5.2 Parallel Breadth-First Search
Find shortest path from one node origin to all other nodes. Each edge has a weight associated. Input key/value pairs have already bean preprocessed into comfortable form.
Input: graph
    key: node id
  value: distance to origin, list[adjacent node, edge length]

Output: key/value pairs where
    key: node id
  value: distance to origin, list[adjacent node, edge length]
[+] Click to Expand the Answer
Explain page rank algorithm, assume alpha = 0.
[+] Click to Expand the Answer
6 EM Algorithms For Text Processing
I made no questions out of this chapter.

Exercises

This chapter contains hands-on exercises for MapReduce. Some of them require multiple iterations.

Warm Up
Count number of occurrences of every word in a text collection.
Input:
    key: document id,
  value: text document.

Output:
    key: word,
  value: number of occurences.
[+] Click to Expand the Answer
Web Store
Website user log contains user ids and length of each session. The website has modest number of registered users. Compute the average session length for each user.
Input:
    key: user id,
  value: session length.

Output:
    key: user id,
  value: average session length.
[+] Click to Expand the Answer
Web store log contains user id and bought item for each sale. You need to implement "buyers of item also bought" functionality. Whenever the item is shown, the store will suggest five items most often bought by items buyers.
Input:
    key: user id,
  value: brought item.

Output:
    key: item,
  value: list of five most common "buyers of item also bought" items.
[+] Click to Expand the Answer
Web store log contains user id, timestamp, item and number of brought pieces for each sale. The store is looking for items whose sales rise or decline at the same time. Find 20 item couples with maximum of such months.
Input:
    key: user id,
  value: timestamp, brought item, count.

Output:
    key: item, item
  value: number of months when both items sales rose or decline.
      #: the output contains 20 key/value pairs with maximum value
[+] Click to Expand the Answer
Criminal Agency
Inputs to all exercises in this chapter uses the same data structure.
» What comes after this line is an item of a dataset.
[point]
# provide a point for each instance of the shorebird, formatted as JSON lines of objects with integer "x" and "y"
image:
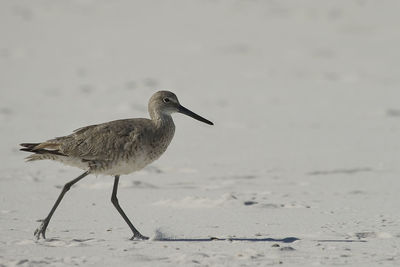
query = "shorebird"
{"x": 113, "y": 148}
Criminal agency stole Facebook's friendships database and wants to analyze new data. Friendships are stored in form key/value pairs, each friendship corresponds to two key/value pairs:
Friends:
    key: first friend name
  value: second friend name

    key: second friend name
  value: first friend name

The agency owns also criminal records of all citizens:
Criminal record:
    key: citizen name
  value: when, where, accomplices, description
Find at risk youths. A person is considered at risk youth if more than half of his friends have criminal record.
[+] Click to Expand the Answer
Find gangs. Gang is a group of people that:
  • has exactly 5 members,
  • each member is friend with all other members,
  • each two members committed at least 3 crimes together.
[+] Click to Expand the Answer

33 comments:

Anonymous said...

Nice!

PS: Link to "Data-Intensive Text Processing with MapReduce" book is broken

Meri said...

@Anonymous Thank you, I fixed the link. They have it hosted on Github now.

Anonymous said...

This covers most topics on hadoop, thanks

Kumar said...

Thanks a lot.its gives more idea about Mapreduce

Anonymous said...

excellent!!!

Unknown said...

Thanks Meri .. nice article

Anonymous said...

Many thanks for the article :)

Jimmy said...

thanks a not god bless :)

Navin Karn said...

The word "shuttle" should be replaced by "shuffle".

sathya said...

This is a great post. I like this topic.This site has lots of advantage.I found many interesting things from this site. It helps me in many ways.Thanks for posting this again.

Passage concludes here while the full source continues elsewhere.